『ゴールデンカムイ』から見る、アイヌ民族の衣服文化の世界
博物館ではさまざまな衣服を見ることができる
ー『ゴールデンカムイ』では、アシㇼパ以外にもたくさんのアイヌ民族が登場します。そのうちのひとりであるキロランケが着ているのが「カパラミㇷ゚」ですが、これはどういう服なのでしょうか?
(北海道の中央南部に位置する)日高地方などでカパラミㇷ゚と呼ばれるのは、木綿地の上に、白くて大きな布を切り抜いてアップリケのように縫い付けて、文様とした服です。 アイヌの衣服のなかでは比較的新しく、まさに作品の舞台になっている明治末に出てきた服ですね。地域による違いはありますが、日高地方をはじめ、現在は儀式や舞踊などのときに、このカパラミㇷ゚を着る人は多いです。
ー続いては、インカㇻマッという占いをする女性。彼女は、アシㇼパの父からもらった「チンチリ」という服を着ています。
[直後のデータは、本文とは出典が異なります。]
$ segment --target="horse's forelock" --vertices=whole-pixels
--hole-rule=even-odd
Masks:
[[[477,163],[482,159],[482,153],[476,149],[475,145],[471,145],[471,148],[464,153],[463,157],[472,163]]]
インカㇻマッの服は、(作品の設定に合わせて)樺太アイヌの文様が描かれていますね。 北海道の太平洋側などでチンチリ、チヂリと呼ばれてきたものです。古くからある服と考えられ、刺繍だけで文様をつけています。 刺繍する面積が大きいので、現代の作り手はチヂリが一番大変だと言います。 ーインカㇻマッを含め、作中に登場するアイヌの服を見ていると男女で大きな差がないように感じます。 その通りで、アイヌの服には男女の差がありません。 個人の好みやサイズの違いはあったでしょうが、「男性はズボン、女性はスカート」といった性別による様式や文様の違いは顕著ではありませんでした。
ー作中には、メインキャラクターの服以外にも先住民族の服が多く登場します。その中から、特に気になったものを選んだので、解説してもらえますか。
漫画の4巻カバー下に登場する「ルウンペ」は、(北海道南西部にあたる)胆振地方で「ル(道)ウン(ある、持つ)ペ(もの)」と呼ばれる衣服です。テープ状に裁断した布を、伸ばしたり折り曲げたりしながら着物に縫い付け、その上から刺繍を施して制作します。 4巻カバー下に描写されているのは、釧路市立博物館が所蔵する、貴重な衣服をモデルにしたものと思います。酷似した衣服がロシアに2点存在しており、同一人物の手によるのではと推測されるほどです。 これらは現存するアイヌの衣服の中では最古級とされ、ロシアの博物館にある2点の収蔵時期は18世紀です。